Wer vor ein paar Jahren in die Ferdinand-Freiligrath-Schule kam, fand sämtliche Klischees über Hauptschulen in sozialen Brennpunkten bestätigt: Kaputte Fenster, Türen und Lampen wechselten sich mit Graffiti ab; die Hälfte der Schüler erschien nicht zum Unterricht; rund um das Schulgelände kam es immer wieder zu Messerstechereien und Kleinkriminalität.

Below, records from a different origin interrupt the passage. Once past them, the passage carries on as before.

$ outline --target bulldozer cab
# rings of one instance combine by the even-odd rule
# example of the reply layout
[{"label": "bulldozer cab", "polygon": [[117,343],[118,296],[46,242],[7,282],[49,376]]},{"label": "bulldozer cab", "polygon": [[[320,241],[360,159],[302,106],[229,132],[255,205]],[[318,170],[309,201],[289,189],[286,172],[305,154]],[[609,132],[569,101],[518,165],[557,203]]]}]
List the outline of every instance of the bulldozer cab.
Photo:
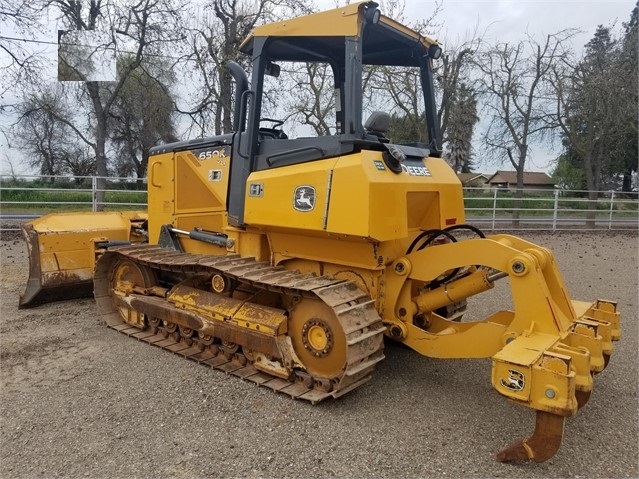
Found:
[{"label": "bulldozer cab", "polygon": [[[382,85],[392,76],[411,82],[420,97],[414,105],[419,126],[405,146],[440,156],[431,61],[441,48],[381,15],[376,3],[257,27],[240,50],[251,56],[252,82],[249,88],[243,70],[230,66],[236,81],[231,224],[244,225],[251,172],[362,149],[385,151],[394,112],[387,111],[392,93]],[[302,115],[305,125],[295,121]]]}]

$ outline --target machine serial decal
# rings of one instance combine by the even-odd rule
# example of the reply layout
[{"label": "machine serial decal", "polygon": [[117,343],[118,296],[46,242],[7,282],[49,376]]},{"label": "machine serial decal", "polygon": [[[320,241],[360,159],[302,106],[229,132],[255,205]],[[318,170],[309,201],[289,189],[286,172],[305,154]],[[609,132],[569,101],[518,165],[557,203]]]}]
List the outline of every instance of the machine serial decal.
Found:
[{"label": "machine serial decal", "polygon": [[500,379],[499,383],[511,391],[523,391],[526,387],[524,374],[516,369],[509,369],[508,374],[509,376],[506,379]]},{"label": "machine serial decal", "polygon": [[425,166],[406,166],[402,164],[402,170],[411,176],[430,176],[430,171]]},{"label": "machine serial decal", "polygon": [[373,163],[375,163],[375,168],[377,168],[379,171],[386,170],[386,167],[384,166],[383,161],[375,160]]},{"label": "machine serial decal", "polygon": [[311,211],[315,208],[315,188],[308,185],[295,188],[293,208],[297,211]]},{"label": "machine serial decal", "polygon": [[209,181],[222,181],[222,170],[209,170]]}]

Seither hat die Kreuzberger Schule unter Federführung der Schulleiterin Hildburg Kagerer fast nichts unversucht gelassen, um aus dem Ort der Desillusionierung ein bildungspolitisches Vorbild zu machen: Bereits 1990 wurden unter dem Motto "Kreativität in die Schule" (KidS) und mit Hilfe von Sponsoren Akrobaten, Regisseure, Musiker und Maler an die Schule geholt. Sie sollten die klassischen Unterrichtsformen aufbrechen und die Schüler zu eigener Kreativität animieren. 1995 wurde das Projekt in einen Modellversuch der Bund-Länder-Kommission überführt, der 1998 auslief.

In der Bergmannstraße läuft unterdessen schon der nächste Schulversuch: Unter dem Motto "Schulen im gesellschaftlichen Verbund" und in Anwesenheit von Schulsenator Klaus Böger (SPD) stellten die Freiligrath-Schule und der Automobilkonzern BMW gestern ihre Zusammenarbeit vor. Seit Beginn des Schuljahres absolvieren die Hauptschüler einen Teil ihres Unterrichts im BMW-Motorradwerk in Spandau, wo sie mit Auszubildenden unter anderem an der Motorenentwicklung beteiligt werden.

BMW-Pressesprecher Richard Gaul erklärte, dass man sich von dem Modell nicht in erster Linie Nachwuchs für das eigene Werk verspricht. Stattdessen setze man darauf, auf diesem Weg an dem Prinzip Schule etwas zu verändern. Dort werde nämlich viel zu wenig Wert auf Teamfähigkeit gelegt: "Vom 5. bis zum 25. Lebensjahr dressieren wir die Leute zum Einzelkämpfer." Schulsenator Klaus Böger lobte den Modellversuch, der zurzeit auch auf vier bayerische Hauptschulen übertragen wird, als "beispielhaftes Zusammenführen von Schule und Wirtschaft".

In den kommenden vier Jahren wird der Erziehungswissenschaftler Dieter Lenzen von der FU Berlin das Konzept wissenschaftlich begleiten. Im Vergleich mit einer Kreuzberger Hauptschule ohne besondere Förderung soll ermittelt werden, inwieweit sich Schüler in einer offeneren und praxisnäheren Umgebung anders entwickeln als an einer herkömmlichen Schule. Auch die Auswirkungen des Schulversuchs auf die Einstellung der Lehrer zu ihrem Beruf soll erforscht werden. Allerdings müsse bei der Evaluation auch darauf geachtet werden, sauber zu trennen, erklärte Lenzen: zwischen jenen Effekten, die schlicht auf eine bessere Ausstattung und eine erhöhte Aufmerksamkeit zurückzuführen seien sowie solchen, die in der Tat mit dem Lernmodell zusammenhingen. Im Jahre 2004 werden die Erkenntnisse der Kultusministerkonferenz vorgestellt.